Project Title: Called It! The Intersection of Sexual Orientation Perception, Attraction, and Community Embeddedness
Student: Kyle Simon
Mentor: Dr. Sarah Bunnell
Mental shortcuts, or heuristic judgments, are processes that we employ during decision-making in settings where time, motivation, and/or ability are limited. These heuristics are a part of everyday life, are essential to survival when fast decisions are necessary, and free up cognitive resources for more demanding tasks; however, they also contribute to the maintenance of automatic judgments and assumptions.
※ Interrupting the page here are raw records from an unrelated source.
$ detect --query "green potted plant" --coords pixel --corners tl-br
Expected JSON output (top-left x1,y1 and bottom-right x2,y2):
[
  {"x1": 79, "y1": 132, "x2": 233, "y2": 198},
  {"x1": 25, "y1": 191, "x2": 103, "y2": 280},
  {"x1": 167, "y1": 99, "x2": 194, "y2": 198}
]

Some recent explorations of heuristic process focus on how individuals make snap judgments of individuals’ sexual orientation. Past research indicates that when participants are presented with facial stimuli, they can make accurate judgments of sexual orientation at levels higher than chance. However, this work also finds wide variability across participants in terms of judgment accuracy, and it is this variability that motivated our current investigation. In our work, we conducted a quasi-experimental study that examined whether individual differences at the level of the rater (e.g., sexual orientation, biological sex) and rater evaluations of attractiveness of the faces, were associated with differential rates of accuracy in sexual orientation judgments. In particular, we hypothesized that non-heterosexual individuals would be more accurate in their judgments than heterosexual individuals, given increased familiarity and frequency of employing said heuristic judgments. Further, we expected that individuals would be more accurate in their judgments for faces that they deemed to be more attractive than for faces that they viewed as less attractive, due to differences in motivation. This work contributes to a growing knowledge base on the ways in which individuals make rapid judgments about complex psychological phenomena; in the case of sexual orientation, these judgments can have significant consequences for personal relationships and group process.
Data collection is ongoing; 190 participants have completed the study and we are currently widening the participant pool via SIP grant funding to include more non-heterosexual individuals.